Solve the simultaneous equationso

To solve this system of simultaneous equations, we can convert the numbers to base 10, solve the equations, and then convert the solution back to base 2.

The given equations are:

11x - 10y = 101 base 2 (equation 1)
10x + 11y = 1001 base 2 (equation 2)

To convert a number from base 2 to base 10, we multiply each digit by the corresponding power of 2 and sum them.

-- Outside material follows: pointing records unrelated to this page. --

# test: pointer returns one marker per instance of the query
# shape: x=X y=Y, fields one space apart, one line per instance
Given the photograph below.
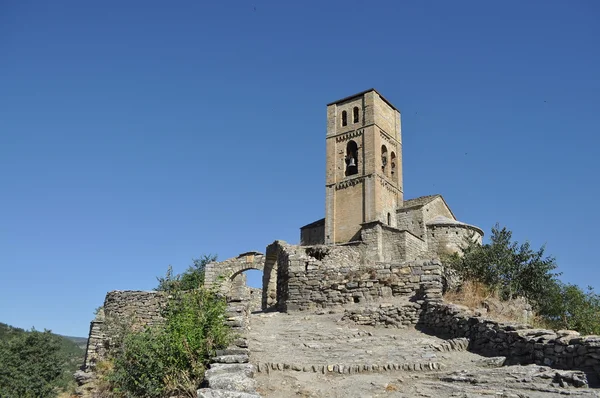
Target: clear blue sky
x=138 y=134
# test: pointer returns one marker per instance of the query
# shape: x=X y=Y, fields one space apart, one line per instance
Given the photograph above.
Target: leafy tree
x=570 y=307
x=514 y=270
x=170 y=358
x=30 y=365
x=192 y=278
x=510 y=268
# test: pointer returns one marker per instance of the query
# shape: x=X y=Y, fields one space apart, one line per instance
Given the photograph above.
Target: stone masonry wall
x=311 y=284
x=137 y=309
x=520 y=344
x=446 y=239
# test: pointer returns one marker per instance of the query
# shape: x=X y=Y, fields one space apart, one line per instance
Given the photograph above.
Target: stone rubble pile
x=520 y=344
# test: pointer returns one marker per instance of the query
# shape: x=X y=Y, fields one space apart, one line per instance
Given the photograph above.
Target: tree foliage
x=512 y=269
x=516 y=270
x=170 y=358
x=30 y=364
x=192 y=278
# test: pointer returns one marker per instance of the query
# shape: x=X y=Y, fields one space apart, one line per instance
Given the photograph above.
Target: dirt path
x=310 y=355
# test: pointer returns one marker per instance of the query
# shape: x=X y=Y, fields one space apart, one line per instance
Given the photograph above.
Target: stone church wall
x=446 y=239
x=313 y=285
x=520 y=344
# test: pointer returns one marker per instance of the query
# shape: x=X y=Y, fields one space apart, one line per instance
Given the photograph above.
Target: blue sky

Let's convert the numbers in equation 1 from base 2 to base 10:
101 base 2 = (1 * 2^2) + (0 * 2^1) + (1 * 2^0) = 4 + 1 = 5
Therefore, equation 1 becomes:
11x - 10y = 5 (equation 3)

Now, let's convert the numbers in equation 2 from base 2 to base 10:
1001 base 2 = (1 * 2^3) + (0 * 2^2) + (0 * 2^1) + (1 * 2^0) = 8 + 1 = 9
Therefore, equation 2 becomes:
10x + 11y = 9 (equation 4)

Now we have the following system of equations in base 10:
11x - 10y = 5 (equation 3)
10x + 11y = 9 (equation 4)

We can solve this system by elimination or substitution. Let's use the elimination method.

Multiply equation 3 by 10 and equation 4 by 11 to eliminate the variable 'y':
110x - 100y = 50 (equation 5)
110x + 121y = 99 (equation 6)

Subtract equation 5 from equation 6 to eliminate 'x':
110x + 121y - (110x - 100y) = 99 - 50
221y + 100y = 49
321y = 49
y = 49 / 321

Now, substitute y = 49 / 321 into either equation 3 or 4 (let's use equation 3) to find x:
11x - 10(49 / 321) = 5
11x - 490 / 321 = 5
11x = 5 + 490 / 321
11x = 1605 / 321

Simplify the right-hand side:
11x = 5 + 5
11x = 10
x = 10 / 11

Therefore, the solution to the simultaneous equations is x = 10/11 and y = 49/321 in base 10.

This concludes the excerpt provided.